Security Protocols Listed by Component

Component Protocols Used
CLDB Outbound: MapR RPC

Inbound: Custom HTTP handler for the maprlogin utility, which supports authentication through username and password or Kerberos.

Task and Job Trackers Hadoop RPC and MAPRSASL. Traffic to the MapR file system uses MapR RPC.
HBase Inbound: Hadoop RPC and Kerberos

Outbound: Hadoop RPC and Kerberos. Traffic to the MapR file system uses MapR RPC.

Oozie Inbound: Generic HTTP Handler by default, configurable for HTTPS using SSL/TLS

Outbound: Hadoop RPC and MAPRSASL by default, configurable to replace MAPRSASL with Kerberos. Traffic to the MapR file system uses MapR RPC.

NFS Inbound: Unencrypted NFS protocol

Outbound: MapR RPC

Flume Inbound: None

Outbound: Hadoop RPC and MAPRSASL by default, configurable to replace MAPRSASL with Kerberos. Traffic to the MapR file system uses MapR RPC.

HiveServer2 Inbound: Thrift and Kerberos, or username/password over SSL.

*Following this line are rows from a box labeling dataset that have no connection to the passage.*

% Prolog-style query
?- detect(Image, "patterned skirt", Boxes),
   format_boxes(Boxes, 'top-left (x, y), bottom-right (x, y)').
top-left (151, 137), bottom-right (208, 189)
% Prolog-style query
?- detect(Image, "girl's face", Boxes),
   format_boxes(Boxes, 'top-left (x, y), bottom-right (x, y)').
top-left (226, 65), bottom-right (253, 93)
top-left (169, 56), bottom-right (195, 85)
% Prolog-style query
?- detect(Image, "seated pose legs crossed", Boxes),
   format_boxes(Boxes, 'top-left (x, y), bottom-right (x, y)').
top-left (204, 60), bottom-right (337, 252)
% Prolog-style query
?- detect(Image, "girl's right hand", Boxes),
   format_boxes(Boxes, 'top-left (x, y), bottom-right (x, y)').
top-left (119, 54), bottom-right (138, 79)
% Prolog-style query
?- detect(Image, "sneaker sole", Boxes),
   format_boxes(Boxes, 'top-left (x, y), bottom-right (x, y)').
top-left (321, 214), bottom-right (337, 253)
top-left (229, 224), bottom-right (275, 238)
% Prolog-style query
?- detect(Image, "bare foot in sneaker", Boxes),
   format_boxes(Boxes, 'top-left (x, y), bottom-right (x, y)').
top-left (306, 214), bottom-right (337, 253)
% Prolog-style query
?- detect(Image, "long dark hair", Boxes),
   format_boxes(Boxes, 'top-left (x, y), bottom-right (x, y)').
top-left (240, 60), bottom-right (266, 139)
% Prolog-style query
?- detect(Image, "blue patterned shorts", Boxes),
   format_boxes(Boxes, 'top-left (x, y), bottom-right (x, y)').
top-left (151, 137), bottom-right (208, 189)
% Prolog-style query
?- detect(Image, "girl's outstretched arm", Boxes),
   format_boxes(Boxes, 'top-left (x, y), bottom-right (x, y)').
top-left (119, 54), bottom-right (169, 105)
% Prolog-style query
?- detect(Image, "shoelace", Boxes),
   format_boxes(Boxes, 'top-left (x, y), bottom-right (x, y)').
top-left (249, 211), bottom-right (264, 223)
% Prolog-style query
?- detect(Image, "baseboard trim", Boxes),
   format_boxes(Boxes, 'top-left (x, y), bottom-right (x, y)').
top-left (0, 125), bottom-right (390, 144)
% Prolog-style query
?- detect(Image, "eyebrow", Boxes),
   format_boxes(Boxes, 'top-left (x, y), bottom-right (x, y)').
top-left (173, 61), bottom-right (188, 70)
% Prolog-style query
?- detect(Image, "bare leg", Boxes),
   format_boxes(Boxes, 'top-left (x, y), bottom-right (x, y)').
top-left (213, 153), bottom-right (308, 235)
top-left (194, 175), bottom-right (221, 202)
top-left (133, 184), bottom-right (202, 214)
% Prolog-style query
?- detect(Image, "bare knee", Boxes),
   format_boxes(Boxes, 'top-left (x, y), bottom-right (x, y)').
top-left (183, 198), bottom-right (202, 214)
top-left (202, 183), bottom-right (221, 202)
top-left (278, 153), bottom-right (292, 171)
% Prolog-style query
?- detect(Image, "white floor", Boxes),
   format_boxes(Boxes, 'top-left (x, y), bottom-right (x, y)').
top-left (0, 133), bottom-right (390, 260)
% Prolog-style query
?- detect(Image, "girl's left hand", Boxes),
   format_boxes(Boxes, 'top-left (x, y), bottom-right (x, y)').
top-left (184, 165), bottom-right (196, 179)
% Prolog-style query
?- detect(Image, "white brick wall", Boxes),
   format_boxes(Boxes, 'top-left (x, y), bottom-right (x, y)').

Outbound: Hadoop RPC and MAPRSASL by default, configurable to replace MAPRSASL with Kerberos. Traffic to the MapR file system uses MapR RPC.

Hive Metaserver Inbound: Hadoop RPC and Kerberos. Traffic to the MapR file system uses MapR RPC.
MCS Inbound: User traffic is secured with HTTPS using SSL/TLS and username/password. REST traffic is secured with HTTPS using SSL/TLS with username/password and SPNEGO. Web UIs Generic HTTP handler. Single sign-on (SSO) is supported by shared cookies.